From the very beginning of our consciousness, rest is a catch-all palliative for any number of maladies.
Cranky? Take a nap. Can’t think straight? Close your eyes. Have a headache? Have a lie down.
And there’s plenty to be said for that simple advice – rest should be restorative and a lot of our frustrations, modern and ancient, can be more easily worked through in a state of rest.
After all, we know now that chronic stress, too little sleep, non-restful sleep, undernourishment, and unresolved trauma can all keep us rooted in a sympathetic and reactive state.
What we want to do is access a parasympathetic state of resting and digesting, whereby our microbiomes can digest and absorb properly. That keeps the majority of our chemical and hormonal secretions intact, and allows the mechanisms that keep our shoulders scrunched up to our ears to relax and let us be.
The problem is that there are several different kinds of resting, and they’re not necessarily interchangeable.
Sometimes, you really do need one kind over the other, and without knowing what you need when…
Well, you’re liable to “waste” time resting in a way that you didn’t need to begin with. And on top of that, you won’t have gotten the kind of rest you really need!
Let’s talk about the different kinds of rest you can experience, and when they might be applicable to your life…
Silence
Sometimes, the overwhelming exhaustion we’re feeling can lead to sensitivity. Specifically, sensory overload.
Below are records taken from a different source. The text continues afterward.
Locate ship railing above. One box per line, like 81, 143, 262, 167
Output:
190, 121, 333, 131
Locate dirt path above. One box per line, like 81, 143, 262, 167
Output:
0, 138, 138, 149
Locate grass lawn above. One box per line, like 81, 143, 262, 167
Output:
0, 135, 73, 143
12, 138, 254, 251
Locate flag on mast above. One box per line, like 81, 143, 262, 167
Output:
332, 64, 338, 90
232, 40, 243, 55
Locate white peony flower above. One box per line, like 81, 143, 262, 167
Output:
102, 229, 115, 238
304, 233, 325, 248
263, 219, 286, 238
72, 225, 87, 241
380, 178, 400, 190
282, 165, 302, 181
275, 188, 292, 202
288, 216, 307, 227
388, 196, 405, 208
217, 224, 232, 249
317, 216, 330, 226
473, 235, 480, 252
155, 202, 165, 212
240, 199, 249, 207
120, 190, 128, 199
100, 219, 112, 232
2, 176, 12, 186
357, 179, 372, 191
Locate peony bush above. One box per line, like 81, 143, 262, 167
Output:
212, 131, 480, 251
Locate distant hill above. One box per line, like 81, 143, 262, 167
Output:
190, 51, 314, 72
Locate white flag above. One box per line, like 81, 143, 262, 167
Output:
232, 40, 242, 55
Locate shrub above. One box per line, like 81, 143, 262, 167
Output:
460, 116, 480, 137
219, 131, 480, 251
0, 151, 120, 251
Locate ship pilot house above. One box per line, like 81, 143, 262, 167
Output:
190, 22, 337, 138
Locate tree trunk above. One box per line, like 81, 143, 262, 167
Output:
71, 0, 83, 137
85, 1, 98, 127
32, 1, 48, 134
Most of us don’t live alone in cottages, our lives punctuated by the sounds of trickling streams and early morning bird calls.
We likely live with friends, or relations, or partners and children. And many of us were taught to believe we just need to tune out the noise of those living around us, that the onus is on the offended to deal with the offenses.
Let’s assume that’s true.
If you’re feeling particularly activated by noises not your own – loud TVs, constant chattering, various media competing for volume, running and stomping sounds – a nap might not do you any good.
Consider, instead, either:
- Requesting silence or space, if able
- Leaving the overwhelming situation and carving out silent space for yourself
- Wearing noise canceling headphones when possible while playing ambient/nature sounds!
Stillness
When your shoulders and neck are in pain, your legs cramp up, or your back hurts, it’s possible that you just… haven’t been still in a long time. You may think that napping, sleeping, or having a lie-down counts as stillness.
But that’s not necessarily the case. More often than not, simply being idle isn’t a commitment to stillness. Fidgeting, rearranging, and tensing can still happen during idleness.
Instead – and even if you don’t believe this works for you – try meditating. Don’t fuss over whether or not you can reach a blank, zen mental state. That will come with practice.
Simply sit on your tailbone with your legs crossed in front of you, scan the body mentally, and concentrate on reducing each body part to stillness.
Sleep
Not to be discounted, you really do just need a good, quality sleep sometimes (all times, really, but in terms of resting…)
A no-phone, no-TV kind of sleep. No alcohol, no sleeping pills. No light, no noise. Just you and your breath and the darkness and waking when your body wants to with no alarm.
That isn’t possible in everyone’s lives – which is a shame, since we all need that chance to check out and regenerate. If it feels too tricky to arrange a sleep-with-abandon kind of sleep, work out a trade off with the people in your life to prioritize it when you need it!
You’ll know if this is the kind of rest you need when you’re barely keeping your eyes open, your bones feel heavy, and you can’t concentrate at all. Your body will tell you it needs to sleep – you just have to listen.
Self-care
Rest? Self-care? Bubble baths?
Maybe! Self-care is about getting out of your own way. If that means you’ve been grinding all the time, raising a family, raising yourself, cleaning the kitchen more often than it seems like is possible – sure, a bubble bath sounds like the perfect rest for you.
But you can also be exhausted from trying to keep up with your finances, and it feels like no matter what you do, you’ve missed a bill or accrued a late fee here or aren’t able to meet your savings goal this month.
Self-care can mean that you sit yourself down and draw up a comprehensive budget while auditing your credit card bill for the last two months to see where you’re falling short.
It can be a radical and stark look at yourself and your behavior and how it might be hindering your progress. It can be a look at how you’re making yourself tired, and what you can do to energize yourself instead.